En 1979, l’Angleterre était punk, la Première ministre encore pire. Margaret Thatcher, fille d’épicier, aurait pu devenir l’égérie du féminisme, mais que les choix de carrière ont finalement transformée en Dame de fer.

Elle est sans aucun doute à la fois la femme la plus détestée et la plus admirée du XXe siècle. Voici l’histoire de Margaret Thatcher, une fille d’épicier dont l’ascension sociale fulgurante aurait pu en faire l’égérie du féminisme, mais que les choix de carrière ont finalement transformée en Dame de fer.
Dans la continuité de l’album Le Crétin qui a gagné la guerre froide, ce portrait acide et documenté de l’ancienne Première ministre britannique est aussi la chronique d’une révolution libérale qui a considérablement bouleversé la face du monde dans les années 1980. On découvre sa famille et comment ses choix l’ont bouleversée.

Margaret Thatcher, ce n’est pas seulement une carrière politique : c’est également une véritable vision idéologique et une détermination à toute épreuve. Réduction de l’influence de l’État, privatisations à la pelle, dérégulation, casse des syndicats, intransigeance absolue dans les luttes sociales, euroscepticisme.

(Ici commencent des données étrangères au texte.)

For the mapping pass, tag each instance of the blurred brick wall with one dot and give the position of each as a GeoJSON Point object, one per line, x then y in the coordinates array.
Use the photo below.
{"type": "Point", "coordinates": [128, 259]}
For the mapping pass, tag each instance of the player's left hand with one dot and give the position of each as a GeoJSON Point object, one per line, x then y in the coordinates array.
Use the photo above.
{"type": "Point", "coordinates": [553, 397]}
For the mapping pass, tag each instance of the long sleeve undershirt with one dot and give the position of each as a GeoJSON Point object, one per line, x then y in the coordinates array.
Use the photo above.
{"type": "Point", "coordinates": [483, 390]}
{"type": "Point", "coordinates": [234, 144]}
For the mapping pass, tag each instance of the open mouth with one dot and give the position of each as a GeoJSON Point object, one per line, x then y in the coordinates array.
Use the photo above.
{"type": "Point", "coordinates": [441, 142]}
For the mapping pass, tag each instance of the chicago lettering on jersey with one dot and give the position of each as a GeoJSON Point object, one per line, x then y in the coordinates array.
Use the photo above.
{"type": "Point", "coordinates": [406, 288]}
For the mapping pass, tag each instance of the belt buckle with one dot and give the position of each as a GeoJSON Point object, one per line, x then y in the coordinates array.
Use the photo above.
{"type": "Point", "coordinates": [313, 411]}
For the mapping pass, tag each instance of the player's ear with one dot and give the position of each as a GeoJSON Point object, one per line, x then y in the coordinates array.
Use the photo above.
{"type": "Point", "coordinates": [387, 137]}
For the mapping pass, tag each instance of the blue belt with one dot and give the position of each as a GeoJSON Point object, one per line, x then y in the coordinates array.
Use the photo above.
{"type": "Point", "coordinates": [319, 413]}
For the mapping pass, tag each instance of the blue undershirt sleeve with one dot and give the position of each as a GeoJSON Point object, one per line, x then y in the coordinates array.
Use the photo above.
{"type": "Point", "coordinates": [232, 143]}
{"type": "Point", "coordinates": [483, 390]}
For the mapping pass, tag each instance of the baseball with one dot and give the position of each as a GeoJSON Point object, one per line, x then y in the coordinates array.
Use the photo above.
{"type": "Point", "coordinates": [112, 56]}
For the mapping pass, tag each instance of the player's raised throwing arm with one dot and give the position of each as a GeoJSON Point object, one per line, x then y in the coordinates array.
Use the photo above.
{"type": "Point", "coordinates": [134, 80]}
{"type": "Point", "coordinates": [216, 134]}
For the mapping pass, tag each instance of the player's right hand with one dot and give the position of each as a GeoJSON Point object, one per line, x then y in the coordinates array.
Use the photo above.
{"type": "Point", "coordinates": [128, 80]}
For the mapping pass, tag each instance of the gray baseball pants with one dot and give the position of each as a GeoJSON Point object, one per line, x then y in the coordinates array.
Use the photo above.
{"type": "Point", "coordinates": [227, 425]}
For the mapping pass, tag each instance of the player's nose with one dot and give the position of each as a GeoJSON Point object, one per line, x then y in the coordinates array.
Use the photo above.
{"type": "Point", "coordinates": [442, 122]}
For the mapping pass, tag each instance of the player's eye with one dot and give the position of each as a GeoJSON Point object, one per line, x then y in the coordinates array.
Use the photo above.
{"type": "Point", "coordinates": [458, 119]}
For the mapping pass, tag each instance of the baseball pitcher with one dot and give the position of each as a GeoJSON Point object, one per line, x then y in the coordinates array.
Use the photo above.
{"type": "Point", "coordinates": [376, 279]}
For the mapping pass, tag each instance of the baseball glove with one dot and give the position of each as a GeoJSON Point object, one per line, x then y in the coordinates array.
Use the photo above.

Margaret Thatcher assume toute forme de brutalité quand c’est au nom de l’efficacité économique. Un album de qualité qui plonge le lecteur dans cette Angleterre punk qui va voir arriver à sa tête une femme austère qui représente pourtant le peuple en venant d’une famille d’ouvriers.
Cette BD montre bien la relation entre les Etats-Unis d’alors et l’Angleterre, notamment la relation étroite entre le président Ronald Reagan et Margaret Thatcher. L’auteur explique : « Reagan avait appelé Thatcher « the best man in England ». Ils ont vécu une lune de miel spirituelle.»
Cet album est aussi très drôle. « En utilisant l’humour tout en respectant l’Histoire, nous avons cherché à désacraliser les grands personnages. Nous les montrons dans leur nudité : des femmes et des hommes mus par leur ego. C’est une façon de briser le vernis politique, de passer de l’autre côté du miroir pour voir la vérité des personnages. »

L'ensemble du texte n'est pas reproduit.